術式をこねくり回すことには慣れきっているミランは、琉衣夜に対しても冷ややかな笑みを向けていた。
「終わった? 何をおっしゃっているのやら。確かにこちらの攻撃は当たっていませんが、リソースの量に絶望的な差があるのは明白でしょう。極端な話、こちらはあなた方が倒れ伏すまで全方位攻撃を継続すれば良いのですから」
「その全方位攻撃にも隙間がある時点で、色々とご察しなんだが……ま、リソースの差があるのは認めるよ」
だがな。
そう、一呼吸置いて琉衣夜はにたりと獣じみた微笑を浮かべる。
犬歯がぎらりと輝くその笑みに、ミランは言いようのない悪寒を背筋に感じていた。
「そのリソース差が全部ひっくり返されたとしたら、この場における主導権は完全に逆転するよなぁ?」
言葉と同時。
起動した式が展開を完了し、その身に宿された意味を発現させる。
確かに、琉衣夜が組み上げた術式はこの人造天使を動かしているそれや、先ほどいじってみせた結界魔導に比べれば、比較に値しないほどの弱小魔導だ。
だが、忘れるな。
琉衣夜はそもそも魔導の大小や魔力の多寡で戦っていない。
相手に優位性があるのであれば、徹底的にそれを削いでやればいい。
相手が誇る何かを持っているのであれば、それを丸々奪い取ってやれば戦況は一変する。
そして、琉衣夜はそれを躊躇なく実行する。
この場には先ほど無力化した防御結界の魔力が未だに巡回している。
琉衣夜が先ほど使った方法は術式を空転させることで、魔力が意味のある動きをなさないようにしただけ。
魔力そのものは、この場を未だに流れ続けている。
そして、眼前の天使を律する魔導式も、未だプロテクトされることなくいじり放題だ。
であれば、その全てを自らの有利に運ぶように書き換える。
この場を流れる霊脈も、人造天使を御するための術式も、何もかもを全て琉衣夜の魔力へと染め上げる。
霊脈は、あっさりと彼の元へ跪いた。
そして、人造天使を操る術式は全てを覆すことできなかったものの、その行動を妨害することはできただろう。
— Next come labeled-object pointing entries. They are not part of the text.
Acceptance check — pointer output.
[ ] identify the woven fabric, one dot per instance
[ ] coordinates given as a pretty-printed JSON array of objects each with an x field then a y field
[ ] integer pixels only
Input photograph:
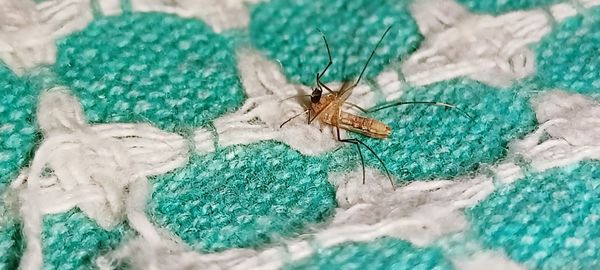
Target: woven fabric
[{"x": 147, "y": 134}]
……実際、こちらを迎撃しようとしていたはずの人造天使は、ギギガガと体を軋ませるような音を出しながら、されど動くことを許さない。
「……そういう訳だ。あとは、そっちに任せるわ」
「そっち、だと……!?」
ハッ、と気付いたその時には、もはや遅い。
この場に存在するほとんどの魔力を根こそぎ吸い上げた琉衣夜が、その全てを天使級の戦力に注ぎ込んだとしたら。
それは、まず間違いなくこの場における最大戦力へと変貌する。
そして、注ぎ込まれた魔力は、ヴェインの元で束ねられ、磨き上げられ、ただ一振りの無双へと練り上げられた。
その握り締められた右腕からは、琉衣夜がこれまで見た中でも一二を争うほどの威圧が放たれていた。
「……返してもらうぞ、全部まとめて。テメェのくそウゼェ計画もこれで終わりだ」
小さく呟いたその瞬間、雷の如き閃光が場を引き裂き。
刹那、豪雷かと思うほどの爆音と爆風が、戦場を蹂躙した。